Edit

Share via


Document analysis: Markdown representation

Azure Content Understanding in Foundry Tools converts unstructured documents into GitHub Flavored Markdown, while maintaining content and layout for accurate downstream use. This article describes how each content and layout element is represented in Markdown.

Words and selection marks

Recognized words and detected selection marks are represented in Markdown as plain text. Selection marks are encoded by using the Unicode characters (selected) and (cleared). Content might be escaped to avoid ambiguity with Markdown formatting syntax.

Barcodes

Barcodes are represented as Markdown images with alt text and title: ![alt text](url "title").

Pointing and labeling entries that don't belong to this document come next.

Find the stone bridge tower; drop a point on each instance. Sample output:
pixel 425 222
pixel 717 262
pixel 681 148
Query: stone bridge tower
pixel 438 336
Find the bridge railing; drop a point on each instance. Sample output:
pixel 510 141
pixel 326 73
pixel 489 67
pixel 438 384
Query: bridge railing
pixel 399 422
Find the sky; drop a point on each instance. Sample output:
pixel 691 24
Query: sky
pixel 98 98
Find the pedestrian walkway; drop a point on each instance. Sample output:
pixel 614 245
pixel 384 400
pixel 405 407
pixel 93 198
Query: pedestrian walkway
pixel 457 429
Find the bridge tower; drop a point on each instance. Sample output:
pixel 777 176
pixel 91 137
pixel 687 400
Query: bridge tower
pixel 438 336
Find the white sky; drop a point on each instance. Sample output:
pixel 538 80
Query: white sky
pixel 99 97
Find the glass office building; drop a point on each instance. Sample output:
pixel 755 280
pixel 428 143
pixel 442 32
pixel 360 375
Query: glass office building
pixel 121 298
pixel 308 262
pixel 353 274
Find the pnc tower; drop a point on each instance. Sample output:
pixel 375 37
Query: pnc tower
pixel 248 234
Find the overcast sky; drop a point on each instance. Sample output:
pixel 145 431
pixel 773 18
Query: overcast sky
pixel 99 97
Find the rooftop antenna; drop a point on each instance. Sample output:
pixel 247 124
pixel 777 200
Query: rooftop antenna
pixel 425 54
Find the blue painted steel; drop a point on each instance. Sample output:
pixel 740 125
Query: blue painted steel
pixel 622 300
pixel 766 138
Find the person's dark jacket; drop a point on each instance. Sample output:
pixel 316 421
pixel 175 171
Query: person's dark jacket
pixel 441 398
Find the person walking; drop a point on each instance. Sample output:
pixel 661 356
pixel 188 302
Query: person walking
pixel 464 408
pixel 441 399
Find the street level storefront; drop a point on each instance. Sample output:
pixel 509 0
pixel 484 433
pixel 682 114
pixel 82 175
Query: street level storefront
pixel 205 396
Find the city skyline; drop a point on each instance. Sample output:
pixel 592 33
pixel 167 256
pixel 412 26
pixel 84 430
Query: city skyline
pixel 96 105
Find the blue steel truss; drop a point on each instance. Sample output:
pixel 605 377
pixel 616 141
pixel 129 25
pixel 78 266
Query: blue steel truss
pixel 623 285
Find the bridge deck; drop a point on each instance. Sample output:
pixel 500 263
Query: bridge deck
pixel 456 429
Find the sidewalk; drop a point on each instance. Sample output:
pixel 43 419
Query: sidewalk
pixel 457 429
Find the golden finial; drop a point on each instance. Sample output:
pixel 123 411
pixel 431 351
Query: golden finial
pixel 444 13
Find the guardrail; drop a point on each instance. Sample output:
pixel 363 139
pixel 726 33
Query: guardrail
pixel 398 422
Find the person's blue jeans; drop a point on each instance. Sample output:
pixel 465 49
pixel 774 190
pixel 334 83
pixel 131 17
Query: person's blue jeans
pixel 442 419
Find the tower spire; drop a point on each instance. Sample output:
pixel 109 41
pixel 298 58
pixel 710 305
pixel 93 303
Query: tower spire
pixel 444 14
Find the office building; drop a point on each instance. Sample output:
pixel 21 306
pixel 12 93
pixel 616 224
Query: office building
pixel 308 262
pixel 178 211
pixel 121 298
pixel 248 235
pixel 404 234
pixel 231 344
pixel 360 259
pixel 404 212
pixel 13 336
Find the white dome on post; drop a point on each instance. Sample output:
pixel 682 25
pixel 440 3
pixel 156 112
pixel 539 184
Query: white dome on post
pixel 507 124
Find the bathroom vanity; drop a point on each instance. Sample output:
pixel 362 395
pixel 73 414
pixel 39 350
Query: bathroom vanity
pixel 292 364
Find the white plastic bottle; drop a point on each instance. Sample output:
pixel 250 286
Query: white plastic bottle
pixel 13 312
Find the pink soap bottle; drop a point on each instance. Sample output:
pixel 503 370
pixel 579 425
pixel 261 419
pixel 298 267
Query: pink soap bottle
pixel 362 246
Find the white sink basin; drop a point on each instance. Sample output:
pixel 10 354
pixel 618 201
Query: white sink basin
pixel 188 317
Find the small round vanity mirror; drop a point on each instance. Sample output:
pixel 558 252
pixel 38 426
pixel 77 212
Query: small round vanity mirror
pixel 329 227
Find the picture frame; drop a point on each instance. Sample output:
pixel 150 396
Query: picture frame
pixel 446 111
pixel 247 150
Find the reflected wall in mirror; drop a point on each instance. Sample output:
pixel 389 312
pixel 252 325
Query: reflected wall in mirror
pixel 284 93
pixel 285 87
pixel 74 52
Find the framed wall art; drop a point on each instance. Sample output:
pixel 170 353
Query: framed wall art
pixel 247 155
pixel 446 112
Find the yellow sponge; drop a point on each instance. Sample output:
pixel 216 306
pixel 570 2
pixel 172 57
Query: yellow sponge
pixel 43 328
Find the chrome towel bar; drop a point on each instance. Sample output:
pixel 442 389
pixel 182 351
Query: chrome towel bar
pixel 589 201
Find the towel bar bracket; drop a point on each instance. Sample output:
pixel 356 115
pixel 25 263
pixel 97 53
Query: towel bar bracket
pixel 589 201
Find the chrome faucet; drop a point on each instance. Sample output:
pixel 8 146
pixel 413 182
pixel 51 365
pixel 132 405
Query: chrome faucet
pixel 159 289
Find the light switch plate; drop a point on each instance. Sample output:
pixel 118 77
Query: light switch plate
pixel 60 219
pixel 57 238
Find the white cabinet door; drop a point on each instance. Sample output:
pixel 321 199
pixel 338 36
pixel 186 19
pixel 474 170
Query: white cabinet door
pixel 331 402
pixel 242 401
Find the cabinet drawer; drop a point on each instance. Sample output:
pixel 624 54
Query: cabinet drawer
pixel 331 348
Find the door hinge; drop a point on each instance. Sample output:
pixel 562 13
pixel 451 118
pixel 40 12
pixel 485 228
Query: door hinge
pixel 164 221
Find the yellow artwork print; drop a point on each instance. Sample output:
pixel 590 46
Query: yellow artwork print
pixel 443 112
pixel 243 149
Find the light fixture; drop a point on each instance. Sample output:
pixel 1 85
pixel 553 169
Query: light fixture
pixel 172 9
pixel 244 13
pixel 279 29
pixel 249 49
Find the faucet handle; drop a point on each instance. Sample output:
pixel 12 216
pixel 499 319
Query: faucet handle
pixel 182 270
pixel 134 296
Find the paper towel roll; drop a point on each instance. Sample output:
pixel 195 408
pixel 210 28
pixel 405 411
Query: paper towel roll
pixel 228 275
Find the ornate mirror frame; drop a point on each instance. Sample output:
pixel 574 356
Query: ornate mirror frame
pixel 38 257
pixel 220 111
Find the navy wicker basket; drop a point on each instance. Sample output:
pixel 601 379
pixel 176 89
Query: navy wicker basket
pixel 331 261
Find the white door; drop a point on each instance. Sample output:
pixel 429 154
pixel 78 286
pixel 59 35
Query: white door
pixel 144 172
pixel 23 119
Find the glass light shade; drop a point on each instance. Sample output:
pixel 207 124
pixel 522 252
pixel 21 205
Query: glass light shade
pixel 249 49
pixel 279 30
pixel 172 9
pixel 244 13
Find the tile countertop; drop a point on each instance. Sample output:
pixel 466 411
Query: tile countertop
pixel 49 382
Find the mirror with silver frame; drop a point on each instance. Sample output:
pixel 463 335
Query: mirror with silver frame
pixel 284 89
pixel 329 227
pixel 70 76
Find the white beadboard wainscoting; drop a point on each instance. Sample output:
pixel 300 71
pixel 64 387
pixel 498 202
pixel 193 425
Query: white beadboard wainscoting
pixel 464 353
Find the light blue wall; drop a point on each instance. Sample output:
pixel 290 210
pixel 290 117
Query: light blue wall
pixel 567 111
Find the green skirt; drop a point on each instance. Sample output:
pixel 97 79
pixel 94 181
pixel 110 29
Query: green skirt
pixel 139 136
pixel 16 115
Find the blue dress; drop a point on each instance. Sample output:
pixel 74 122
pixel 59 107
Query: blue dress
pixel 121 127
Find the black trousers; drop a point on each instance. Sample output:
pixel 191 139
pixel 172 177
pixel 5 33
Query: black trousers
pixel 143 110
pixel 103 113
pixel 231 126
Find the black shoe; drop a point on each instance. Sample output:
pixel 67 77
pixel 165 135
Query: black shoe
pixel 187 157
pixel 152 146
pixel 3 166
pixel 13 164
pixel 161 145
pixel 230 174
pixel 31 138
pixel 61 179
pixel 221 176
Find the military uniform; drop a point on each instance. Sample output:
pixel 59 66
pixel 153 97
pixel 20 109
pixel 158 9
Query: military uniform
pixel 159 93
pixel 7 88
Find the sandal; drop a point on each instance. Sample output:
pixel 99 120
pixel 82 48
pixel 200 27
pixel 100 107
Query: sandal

Content type Markdown pattern Example
Barcode ![{barcode.kind}]({barcode.path} "{barcode.value}") ![QRCode](barcodes/1.2 "https://www.microsoft.com")

Formulas

Mathematical formulas are encoded by using LaTeX in Markdown:

  • Inline formulas are enclosed in single dollar signs ($...$) to maintain text flow.
  • Display formulas use double dollar signs ($$...$$) for standalone display.
  • Multiline formulas are represented as consecutive display formulas without intervening empty lines. This structure preserves mathematical relationships.
Formula kind Markdown Visualization
Inline $\sqrt { -1 } $ is $i$ $\sqrt { -1 } $ is $i$
Display $$a^2 + b^2 = c^2$$ $a^2 + b^2 = c^2$
Multiline $$( x + 2 ) ^ 2 = x ^ 2 + 4 x + 4$$
$$= x ( x + 4 ) + 4$$
$$( x + 2 ) ^ 2 = x ^ 2 + 4 x + 4$$ $$= x ( x + 4 ) + 4$$

Images

Detected images, including figures and charts, are represented using standard Markdown image syntax. The alt text contains the detected text inside the figure, and the syntax varies based on configuration options.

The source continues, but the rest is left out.